Ülkemizin neresinde olursa olsun tarihi eserlerin ve yerlerin restore edilerek yeniden insanların hizme­tine açılması çok hoşuma gidiyor.

Örneğin Eskişehir Belediye Başkanı’nın yenileme çalış­maları, Ankara Kalesi’nin restore edilmesi, Bursa’da Ulucami ve tarihi hanların etraflarının açılıp turizme kazandırılma­sını, insanlık hizmeti olarak görürüm ve bu tür yenilenme­ler içimde coşku oluşturur.

Kısacası Kars’ın Ani harabelerinden Edirne’nin Selimiye Ca­misi’ne, Van’ın Akda­mar Adası’ndan İzmir’in Efes harabele­rine kadar her yer için geçerlidir söyleyecek­lerim.

Özellikle İstanbul’da nereye kazma sallasan altından bir tarihi eser çıkar ve bu eserler petrolden de ma­denden de daha değerlidir.

Ömrüm boyunca İstanbul’a gidip gelirim ve her gidi­şimde gün yüzüne yeni çıkmış değişik tarihi yapılarla karşı­laşırım.

Bütün bu gelişmeleri özellikle gazetelerin eklerinde, kül­tür sayfalarında, sanat incelemesi yapan yazar ve gezgin­lerden takip ederim ve onları okuyunca da bir görmek gelir içimden ki sormayın.

Mesela İstanbul’da Galataport ve Haliç Tersanesi, yeni­den restore edilen Yerebatan Sarnıcı, Sirkeci’deki Osmanlı döneminden veya cumhuriyetin ilk yıllarından kalan bina­lar ve özellikle de Sirkeci’deki gün yüzüne çıkarılmış tarihi binalar, Eyüp, Balat, Galata, Karaköy Bankalar caddesi ve Beyoğlu’ndaki eski binaları her gidişimde ayrı bir zevkle gezerim.

Her zaman iş için gittiğim İstanbul’a bu sefer iki günlü­ğüne sırf bu yerleri gezmek için gittim.

Haliç Tersanesi hariç her tarafı gezdim, tersanenin biraz daha bitmesini bekliyorum zira daha birkaç ayı var ortaya çıkması için.

Eski İstanbul bu şekilde ayağa kalkarsa, silueti bozan çir­kin binalar temizlenirse, iddia ediyorum yılda sadece 100 milyon turist sırf İstanbul’a gelir.

Turistin kalma süresi, şehirde bulunan gezilecek yerlerin ve kültürel çeşitliliğin çokluğu ile orantılıdır.
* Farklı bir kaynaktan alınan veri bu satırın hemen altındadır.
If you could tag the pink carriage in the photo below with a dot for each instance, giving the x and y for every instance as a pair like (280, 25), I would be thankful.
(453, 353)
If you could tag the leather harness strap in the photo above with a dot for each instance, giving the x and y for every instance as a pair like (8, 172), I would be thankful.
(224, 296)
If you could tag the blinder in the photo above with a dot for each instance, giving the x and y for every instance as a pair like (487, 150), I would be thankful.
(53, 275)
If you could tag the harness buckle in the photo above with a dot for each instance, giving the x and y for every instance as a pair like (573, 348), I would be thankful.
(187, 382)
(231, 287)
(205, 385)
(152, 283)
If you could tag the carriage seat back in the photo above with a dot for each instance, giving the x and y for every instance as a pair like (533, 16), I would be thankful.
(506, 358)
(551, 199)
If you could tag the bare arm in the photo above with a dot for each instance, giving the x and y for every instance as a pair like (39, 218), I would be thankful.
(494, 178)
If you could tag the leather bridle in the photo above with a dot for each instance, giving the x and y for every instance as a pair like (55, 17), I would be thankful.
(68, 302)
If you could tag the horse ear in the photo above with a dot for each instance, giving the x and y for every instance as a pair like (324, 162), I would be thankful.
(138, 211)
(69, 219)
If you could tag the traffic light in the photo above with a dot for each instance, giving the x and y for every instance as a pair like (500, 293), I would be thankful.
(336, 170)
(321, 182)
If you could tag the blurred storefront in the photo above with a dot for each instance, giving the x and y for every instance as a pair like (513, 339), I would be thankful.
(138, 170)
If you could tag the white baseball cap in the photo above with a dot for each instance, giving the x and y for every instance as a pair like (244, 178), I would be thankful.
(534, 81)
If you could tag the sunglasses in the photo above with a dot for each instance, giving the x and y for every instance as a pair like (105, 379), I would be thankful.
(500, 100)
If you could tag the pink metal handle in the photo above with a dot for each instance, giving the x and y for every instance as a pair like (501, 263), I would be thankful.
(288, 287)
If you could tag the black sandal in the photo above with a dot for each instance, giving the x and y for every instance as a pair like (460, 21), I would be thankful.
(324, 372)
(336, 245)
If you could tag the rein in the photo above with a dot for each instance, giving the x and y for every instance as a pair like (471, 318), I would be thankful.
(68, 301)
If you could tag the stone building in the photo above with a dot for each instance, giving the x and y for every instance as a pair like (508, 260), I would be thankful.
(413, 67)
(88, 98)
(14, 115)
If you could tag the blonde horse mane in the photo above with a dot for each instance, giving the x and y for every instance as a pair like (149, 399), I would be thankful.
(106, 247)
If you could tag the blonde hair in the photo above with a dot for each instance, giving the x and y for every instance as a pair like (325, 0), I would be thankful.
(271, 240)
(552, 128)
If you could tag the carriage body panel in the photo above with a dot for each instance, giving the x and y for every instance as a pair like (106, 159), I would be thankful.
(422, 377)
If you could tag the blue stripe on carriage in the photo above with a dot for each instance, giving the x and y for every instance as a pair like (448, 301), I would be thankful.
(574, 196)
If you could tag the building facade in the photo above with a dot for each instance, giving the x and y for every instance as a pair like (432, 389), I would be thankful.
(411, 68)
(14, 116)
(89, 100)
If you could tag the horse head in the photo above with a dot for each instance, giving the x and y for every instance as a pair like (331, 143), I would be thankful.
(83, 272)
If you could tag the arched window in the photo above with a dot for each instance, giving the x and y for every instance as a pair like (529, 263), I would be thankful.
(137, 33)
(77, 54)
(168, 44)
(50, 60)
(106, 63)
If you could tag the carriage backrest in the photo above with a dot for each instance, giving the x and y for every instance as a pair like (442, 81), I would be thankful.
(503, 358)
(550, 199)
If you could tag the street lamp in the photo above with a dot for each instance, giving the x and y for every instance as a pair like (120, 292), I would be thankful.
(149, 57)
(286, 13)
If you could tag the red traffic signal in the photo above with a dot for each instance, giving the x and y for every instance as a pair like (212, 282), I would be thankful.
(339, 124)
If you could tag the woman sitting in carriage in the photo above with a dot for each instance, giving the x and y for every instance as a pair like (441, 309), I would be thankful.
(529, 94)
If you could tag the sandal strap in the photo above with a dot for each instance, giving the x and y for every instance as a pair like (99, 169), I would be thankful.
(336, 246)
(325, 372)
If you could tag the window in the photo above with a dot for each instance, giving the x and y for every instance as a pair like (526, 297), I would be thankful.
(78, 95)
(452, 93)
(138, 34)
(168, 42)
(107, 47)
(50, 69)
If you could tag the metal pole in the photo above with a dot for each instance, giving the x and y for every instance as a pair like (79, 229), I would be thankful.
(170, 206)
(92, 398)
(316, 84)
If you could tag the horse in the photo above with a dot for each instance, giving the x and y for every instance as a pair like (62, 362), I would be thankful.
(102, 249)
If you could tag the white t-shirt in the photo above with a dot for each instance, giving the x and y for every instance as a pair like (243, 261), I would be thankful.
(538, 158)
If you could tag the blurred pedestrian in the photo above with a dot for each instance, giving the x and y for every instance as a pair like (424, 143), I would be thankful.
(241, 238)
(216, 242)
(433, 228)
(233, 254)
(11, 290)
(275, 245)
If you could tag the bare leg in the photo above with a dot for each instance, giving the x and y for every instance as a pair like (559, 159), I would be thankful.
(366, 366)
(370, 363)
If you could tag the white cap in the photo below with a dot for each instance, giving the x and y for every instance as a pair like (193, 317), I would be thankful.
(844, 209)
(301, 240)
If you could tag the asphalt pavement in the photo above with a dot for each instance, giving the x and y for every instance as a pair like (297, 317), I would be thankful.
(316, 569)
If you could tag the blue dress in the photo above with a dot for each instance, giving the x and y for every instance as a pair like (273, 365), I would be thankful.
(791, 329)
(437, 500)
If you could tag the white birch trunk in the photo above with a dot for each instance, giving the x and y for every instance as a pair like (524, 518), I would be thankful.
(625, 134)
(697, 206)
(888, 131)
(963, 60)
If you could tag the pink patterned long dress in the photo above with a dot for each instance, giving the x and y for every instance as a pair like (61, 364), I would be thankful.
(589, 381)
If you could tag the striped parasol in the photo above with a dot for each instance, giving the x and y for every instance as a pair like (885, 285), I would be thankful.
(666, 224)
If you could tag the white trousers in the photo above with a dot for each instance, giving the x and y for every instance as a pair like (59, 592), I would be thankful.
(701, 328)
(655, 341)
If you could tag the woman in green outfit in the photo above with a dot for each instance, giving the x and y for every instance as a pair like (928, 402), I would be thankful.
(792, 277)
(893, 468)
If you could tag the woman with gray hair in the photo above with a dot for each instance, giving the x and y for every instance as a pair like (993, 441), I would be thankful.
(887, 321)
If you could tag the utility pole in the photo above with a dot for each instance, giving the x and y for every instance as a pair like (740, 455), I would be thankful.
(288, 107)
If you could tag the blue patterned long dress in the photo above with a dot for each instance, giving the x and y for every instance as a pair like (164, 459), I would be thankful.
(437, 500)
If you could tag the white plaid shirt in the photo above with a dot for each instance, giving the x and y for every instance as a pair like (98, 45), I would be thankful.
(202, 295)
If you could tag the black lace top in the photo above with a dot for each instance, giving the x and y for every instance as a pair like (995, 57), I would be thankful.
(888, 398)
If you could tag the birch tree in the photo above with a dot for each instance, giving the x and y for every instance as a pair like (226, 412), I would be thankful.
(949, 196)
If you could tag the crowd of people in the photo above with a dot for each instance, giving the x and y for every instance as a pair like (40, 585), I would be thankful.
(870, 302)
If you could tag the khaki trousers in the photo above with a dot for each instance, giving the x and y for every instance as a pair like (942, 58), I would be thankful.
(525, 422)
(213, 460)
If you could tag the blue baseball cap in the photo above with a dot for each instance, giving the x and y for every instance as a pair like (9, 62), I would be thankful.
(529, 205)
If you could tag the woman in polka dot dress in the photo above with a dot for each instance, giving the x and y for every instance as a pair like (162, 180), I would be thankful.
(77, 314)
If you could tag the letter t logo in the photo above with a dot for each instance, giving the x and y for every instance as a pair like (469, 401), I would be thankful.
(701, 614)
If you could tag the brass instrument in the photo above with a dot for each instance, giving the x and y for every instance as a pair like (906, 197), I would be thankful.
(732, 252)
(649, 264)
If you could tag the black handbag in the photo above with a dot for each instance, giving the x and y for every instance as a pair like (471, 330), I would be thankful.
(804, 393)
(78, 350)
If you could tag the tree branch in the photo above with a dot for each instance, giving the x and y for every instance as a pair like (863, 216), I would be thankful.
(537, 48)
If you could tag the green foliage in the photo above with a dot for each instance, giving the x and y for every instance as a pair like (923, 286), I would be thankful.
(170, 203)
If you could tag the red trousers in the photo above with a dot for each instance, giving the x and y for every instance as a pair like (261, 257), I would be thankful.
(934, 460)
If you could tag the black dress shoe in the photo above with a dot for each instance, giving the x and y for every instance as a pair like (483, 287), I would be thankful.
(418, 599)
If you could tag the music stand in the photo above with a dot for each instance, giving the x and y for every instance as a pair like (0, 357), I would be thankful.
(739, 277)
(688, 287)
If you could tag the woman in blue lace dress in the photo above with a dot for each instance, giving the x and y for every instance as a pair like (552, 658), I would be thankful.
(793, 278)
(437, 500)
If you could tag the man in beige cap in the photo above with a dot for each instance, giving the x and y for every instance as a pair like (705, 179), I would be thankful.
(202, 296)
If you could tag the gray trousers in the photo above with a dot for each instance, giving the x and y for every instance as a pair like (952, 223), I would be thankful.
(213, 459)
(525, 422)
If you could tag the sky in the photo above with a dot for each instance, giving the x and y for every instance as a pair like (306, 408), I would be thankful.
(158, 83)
Hep birlikte artıralım kültürel çeşitliliği. Korumak arttır­mak, korumak kollamak ve yenilemek çok önemli, zira tüm bu yapılanlar elektrik, yol, su, aş, iş olarak geri dönecektir.

Hep iddia ediyorum, eserleri bütün dünya dillerine çev­rilmiş ünlü şair, Nazım Hikmet’in Bursa’da kaldığı tarihi ha­pishane yıkılmayıp müze olsa idi Bursa değerlerine bir değer daha katacaktı. Böyle olsaydı gelecek turistin sayı­sını ve ekonomik kazancı hayal bile edemiyorum.

Geleneği korumak geleceği korumak kadar önemlidir.

Saygılarımla.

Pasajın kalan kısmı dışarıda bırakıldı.